= Missing (opera) =

2017 chamber opera

Missing is a 2017 chamber opera with a libretto by Marie Clements and music by Brian Current. Co-commissioned by Pacific Opera Victoria and City Opera Vancouver, its topic is missing and murdered Indigenous women.

==Development==
The libretto for the work was developed by Marie Clements prior to the selection of the composer. Four different composers were asked to set a portion of this libretto, and their settings were anonymized and sung before a jury to select the work's ultimate composer (Brian Current).

The compositional style is spare, reminiscent of a "chamber music suite". It "eschews familiar operatic conventions such as showy arias, huge choruses and a linear plot". The opera is in English and Gitxsan, an indigenous language spoken in the traditional territory along much of the Highway of Tears.

==Performance history==
The opera's unofficial premiere in November 2017 was before the "community of the missing" in the Downtown Eastside of Vancouver, one of the opera's two settings. This was followed by a five-night run in each of Vancouver and Victoria later in the month. The show was directed by renowned Canadian director Peter Hinton-Davis.
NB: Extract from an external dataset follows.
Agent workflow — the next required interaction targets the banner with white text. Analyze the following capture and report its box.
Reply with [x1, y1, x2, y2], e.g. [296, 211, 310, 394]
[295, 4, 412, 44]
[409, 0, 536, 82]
In 2019 Pacific Opera Victoria remounted Missing, in partnership with the Victoria Native Friendship Centre, Prince George Native Friendship Centre, Regina Treaty/Status Indian Services, Regina Symphony Orchestra, and Prince George Symphony Orchestra. The performances took place in Victoria, Regina, and Prince George.

The United States première of Missing was presented by Anchorage Opera in March 2023.

==Synopsis==
The opera presents a dual narrative. The primary narrative focuses on Ava, a young white woman who is thrown into a tree during a car crash and sees the body of an indigenous woman known as "Native Girl". This experience makes such an impression on Ava that she adopts many elements of Gitxsan culture, and later sees the murder of Native Girl in her dreams. The secondary narrative focuses on the grief of Native Girl's brother and mother.

==Reception==
A review in Vancouver Magazine states that Missing "lays the foundation for a bridge between two cultural solitudes that must work together... to give birth to a new Canada". According to Opera Canada, "As an opera, Missing is under-written. As an important piece of theatre that builds over its short 80 minutes to a shatteringly emotional conclusion... [it] is something every Canadian should see".